Self-stabilizing somersaults

We investigate the open-loop stability of a planar biped robot performing a periodic motion of forward somersaults with alternating single-leg contacts. The robot has a trunk and two actuated telescopic legs with point feet which are coupled to the trunk by actuated hinges. There is compliance and damping in the hip and in the legs. The concept of open-loop control implies that all actuators of the system receive predetermined inputs that are never altered by any feedback interference. Only with the right choice of model parameters and actuator inputs is it possible to create such self-stabilizing motions exploiting the natural stability properties of the system. These unknowns have been determined using special-purpose stability-optimization methods. The resulting motion is not only stable, but also a more efficient form of forward motion than running for the investigated robot.

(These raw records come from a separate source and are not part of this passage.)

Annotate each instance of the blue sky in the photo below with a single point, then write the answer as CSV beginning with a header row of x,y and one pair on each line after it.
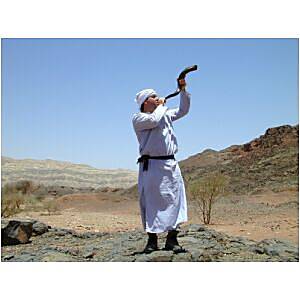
x,y
72,99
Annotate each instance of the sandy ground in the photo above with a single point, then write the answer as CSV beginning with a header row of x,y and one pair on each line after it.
x,y
257,217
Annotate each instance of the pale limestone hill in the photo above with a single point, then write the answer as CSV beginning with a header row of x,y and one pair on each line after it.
x,y
59,173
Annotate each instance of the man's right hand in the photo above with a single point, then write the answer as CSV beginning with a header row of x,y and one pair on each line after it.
x,y
161,101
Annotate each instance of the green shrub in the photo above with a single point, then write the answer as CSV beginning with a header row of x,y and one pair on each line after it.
x,y
206,191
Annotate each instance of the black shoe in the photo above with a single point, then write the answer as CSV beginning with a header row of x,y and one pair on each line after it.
x,y
152,243
172,243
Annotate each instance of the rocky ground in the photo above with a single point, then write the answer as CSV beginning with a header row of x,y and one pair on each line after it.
x,y
264,216
201,243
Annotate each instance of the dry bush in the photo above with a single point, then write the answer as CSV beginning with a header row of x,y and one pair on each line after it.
x,y
11,203
206,191
17,197
50,206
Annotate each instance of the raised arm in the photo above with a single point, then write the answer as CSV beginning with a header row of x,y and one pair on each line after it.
x,y
142,121
183,108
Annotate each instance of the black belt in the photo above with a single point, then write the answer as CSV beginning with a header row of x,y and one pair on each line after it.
x,y
145,159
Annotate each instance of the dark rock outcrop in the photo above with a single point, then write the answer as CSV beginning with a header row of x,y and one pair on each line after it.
x,y
201,243
16,232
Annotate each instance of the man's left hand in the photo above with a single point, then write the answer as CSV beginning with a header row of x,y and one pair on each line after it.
x,y
182,84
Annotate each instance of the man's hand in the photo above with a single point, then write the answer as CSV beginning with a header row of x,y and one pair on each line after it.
x,y
161,101
182,84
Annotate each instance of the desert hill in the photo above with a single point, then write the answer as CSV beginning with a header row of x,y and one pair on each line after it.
x,y
58,173
269,162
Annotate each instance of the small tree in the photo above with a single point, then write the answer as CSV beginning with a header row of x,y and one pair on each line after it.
x,y
206,191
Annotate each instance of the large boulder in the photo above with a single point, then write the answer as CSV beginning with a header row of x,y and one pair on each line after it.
x,y
16,232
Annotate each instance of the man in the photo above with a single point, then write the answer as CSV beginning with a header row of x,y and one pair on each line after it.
x,y
161,188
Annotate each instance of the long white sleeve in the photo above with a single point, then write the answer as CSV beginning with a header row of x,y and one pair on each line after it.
x,y
142,121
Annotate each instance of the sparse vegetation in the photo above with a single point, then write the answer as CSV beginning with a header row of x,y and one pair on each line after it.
x,y
17,197
205,193
50,206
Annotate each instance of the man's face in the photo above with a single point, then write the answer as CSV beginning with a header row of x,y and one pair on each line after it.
x,y
151,103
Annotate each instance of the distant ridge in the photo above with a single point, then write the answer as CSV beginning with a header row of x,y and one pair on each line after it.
x,y
267,162
60,173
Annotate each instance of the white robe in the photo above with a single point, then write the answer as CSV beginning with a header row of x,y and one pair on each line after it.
x,y
161,188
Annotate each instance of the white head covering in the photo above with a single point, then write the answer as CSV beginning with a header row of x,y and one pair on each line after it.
x,y
143,95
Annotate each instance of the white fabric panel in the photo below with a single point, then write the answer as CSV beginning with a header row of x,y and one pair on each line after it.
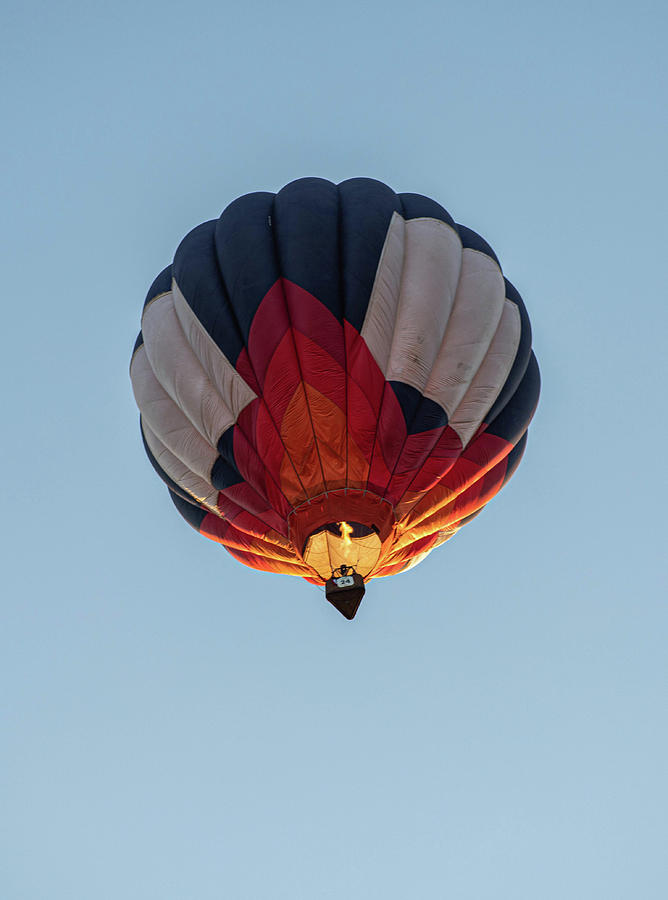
x,y
233,390
190,483
179,371
432,260
491,376
475,315
167,421
378,326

A Reactive Walking Pattern Generator Based on Nonlinear Model Predictive Control

The contribution of this work is to show that real-time nonlinear model predictive control (NMPC) can be implemented on position controlled humanoid robots. Following the idea of “walking without thinking,” we propose a walking pattern generator that takes into account simultaneously the position and orientation of the feet. A requirement for an application in real-world scenarios is the avoidance of obstacles. Therefore, this letter shows an extension of the pattern generator that directly considers the avoidance of convex obstacles. The algorithm uses the whole-body dynamics to correct the center of mass trajectory of the underlying simplified model. The pattern generator runs in real-time on the embedded hardware of the humanoid robot HRP2 and experiments demonstrate the increase in performance with the correction.

Human-like actuated walking that is asymptotically stable without feedback

Studies a two-legged kneed walking robot with point feet. At any given moment, only one foot is in contact with the ground, and the switching is instantaneous. The robot can be considered as a simplified model of human walking. The periodic torque histories applied to each link are a priori prescribed for a motion and are not changed by any feedback interference. Nevertheless the robot is capable of naturally recovering from perturbations, returning to standard gait-a property that we call open-loop stable. We formulate the problem of open-loop stabilization as an optimal control problem. Design parameters and periodic torque inputs that lead to a stable configuration are computed using a two-level optimization procedure. We believe that this is the first demonstration of the ability to create stable actuated open-loop gaits of bipedal walking robots.